A month later, a Council of Europe member visited Qobustan prison, found the conditions there deplorable, and demanded that Imanov’s client’s torture claims be investigated.

Imanov filed a complaint with the prosecutor’s office, the ombudsman, and Baku district court in August, but the authorities rejected the allegations as groundless and refused to investigate.

Meanwhile, the deputy chief of the Justice Ministry’s penitentiary service filed a complaint with the Bar Association, accusing Imanov of spreading false information and requesting disciplinary measures against him.

The Bar Association suspended Imanov’s bar membership on November 20 and referred his case to a court to determine if he should be disbarred. Imanov cannot represent his clients in court until a ruling is made on his case later this month.

Many Lawyers Disbarred

Rights defender and coordinator of the Defense Center for Political Prisoners Oqtay Gulaliyev says the government casts a dark shadow over any of the decisions by the country’s Bar Association.

“Disbarring independent and experienced lawyers is aimed at depriving political prisoners of legal defense as well as totally eliminating the legal defense system in the country,” Gulaliyev says. “They’ve ruined independent civic society and media and now the legal defense system is having its turn. This step is unacceptable and illegal.”

Anar Bagirov, the chairman of the Bar Association, says there is no coordinated attack on opposition-linked lawyers, dismissing local and international concerns.

“Anytime they’ve criticized us we remained silent, but from now on we’ll give a robust reply. We believe our decisions are based on law. If anyone can prove otherwise, let them do it. Every decision by the Bar Association is fair and objective,” Bagirov told RFE/RL.
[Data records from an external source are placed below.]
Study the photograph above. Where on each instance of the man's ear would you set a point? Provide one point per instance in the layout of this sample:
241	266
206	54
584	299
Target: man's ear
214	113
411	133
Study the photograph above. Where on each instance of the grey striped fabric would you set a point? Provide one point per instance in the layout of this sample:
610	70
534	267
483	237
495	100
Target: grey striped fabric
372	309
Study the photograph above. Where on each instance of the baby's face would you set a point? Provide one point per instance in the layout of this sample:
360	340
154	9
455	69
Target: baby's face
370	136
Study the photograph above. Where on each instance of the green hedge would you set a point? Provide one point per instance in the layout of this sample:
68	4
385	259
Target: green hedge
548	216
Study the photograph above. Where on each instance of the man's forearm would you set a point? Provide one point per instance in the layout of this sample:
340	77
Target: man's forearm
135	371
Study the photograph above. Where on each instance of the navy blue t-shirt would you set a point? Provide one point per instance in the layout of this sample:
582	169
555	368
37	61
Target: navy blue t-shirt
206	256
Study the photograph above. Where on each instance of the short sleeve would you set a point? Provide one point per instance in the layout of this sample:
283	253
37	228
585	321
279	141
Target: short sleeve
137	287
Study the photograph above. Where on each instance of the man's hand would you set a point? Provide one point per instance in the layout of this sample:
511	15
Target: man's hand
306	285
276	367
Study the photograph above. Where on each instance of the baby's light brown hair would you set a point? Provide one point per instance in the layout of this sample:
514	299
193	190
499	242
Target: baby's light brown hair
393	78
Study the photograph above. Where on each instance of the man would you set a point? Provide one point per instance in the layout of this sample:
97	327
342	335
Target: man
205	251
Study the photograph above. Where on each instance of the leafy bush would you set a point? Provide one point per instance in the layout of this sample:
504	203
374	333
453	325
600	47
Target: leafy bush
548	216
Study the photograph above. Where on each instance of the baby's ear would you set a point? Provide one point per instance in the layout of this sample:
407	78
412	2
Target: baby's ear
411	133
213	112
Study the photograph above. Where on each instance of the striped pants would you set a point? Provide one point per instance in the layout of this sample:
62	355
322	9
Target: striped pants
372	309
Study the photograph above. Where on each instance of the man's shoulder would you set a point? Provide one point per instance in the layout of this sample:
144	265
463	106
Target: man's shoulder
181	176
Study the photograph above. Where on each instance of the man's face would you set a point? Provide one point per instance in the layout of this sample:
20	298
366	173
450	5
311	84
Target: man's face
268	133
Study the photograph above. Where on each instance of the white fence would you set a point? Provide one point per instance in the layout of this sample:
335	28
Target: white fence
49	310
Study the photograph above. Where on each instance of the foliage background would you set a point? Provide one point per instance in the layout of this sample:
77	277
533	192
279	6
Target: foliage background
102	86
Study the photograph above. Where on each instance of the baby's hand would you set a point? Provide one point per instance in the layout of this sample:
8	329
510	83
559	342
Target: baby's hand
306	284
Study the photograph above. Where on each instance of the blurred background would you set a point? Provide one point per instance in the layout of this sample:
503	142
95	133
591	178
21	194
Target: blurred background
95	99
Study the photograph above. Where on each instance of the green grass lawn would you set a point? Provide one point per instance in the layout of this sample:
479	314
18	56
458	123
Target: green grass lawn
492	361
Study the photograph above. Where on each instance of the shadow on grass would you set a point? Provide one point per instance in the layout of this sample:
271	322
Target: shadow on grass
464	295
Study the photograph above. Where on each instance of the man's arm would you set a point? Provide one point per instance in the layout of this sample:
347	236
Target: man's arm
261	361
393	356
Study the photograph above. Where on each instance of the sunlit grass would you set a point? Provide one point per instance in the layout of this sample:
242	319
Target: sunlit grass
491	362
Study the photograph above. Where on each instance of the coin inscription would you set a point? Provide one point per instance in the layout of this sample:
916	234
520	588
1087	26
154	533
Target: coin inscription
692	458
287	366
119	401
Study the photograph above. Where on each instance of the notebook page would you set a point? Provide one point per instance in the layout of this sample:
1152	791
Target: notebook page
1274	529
However, such claims ring hollow given the list of lawyers either disbarred or facing disbarment for their opposition work, including Xalid Bagirov, Faxraddin Mehdiyev, and others.

Alayif Hasanov — who has defended opposition Azadliq newspaper editor in chief Qanimat Zahid, rights defender Leyla Yunus, and NIDA member Omar Mommadov — says he was disbarred for defending the rights of government critics.

Namizad Safarov, Aslan Ismayilov, and Muzaffar Baxisov were disbarred after criticizing the work of Azerbaijan’s justice system, including its courts and judges, as well as the management of the Bar Association.

Given the history, Imanov doubts he will be allowed to practice law in the future, saying, “I don’t have any hope for a fair ruling.”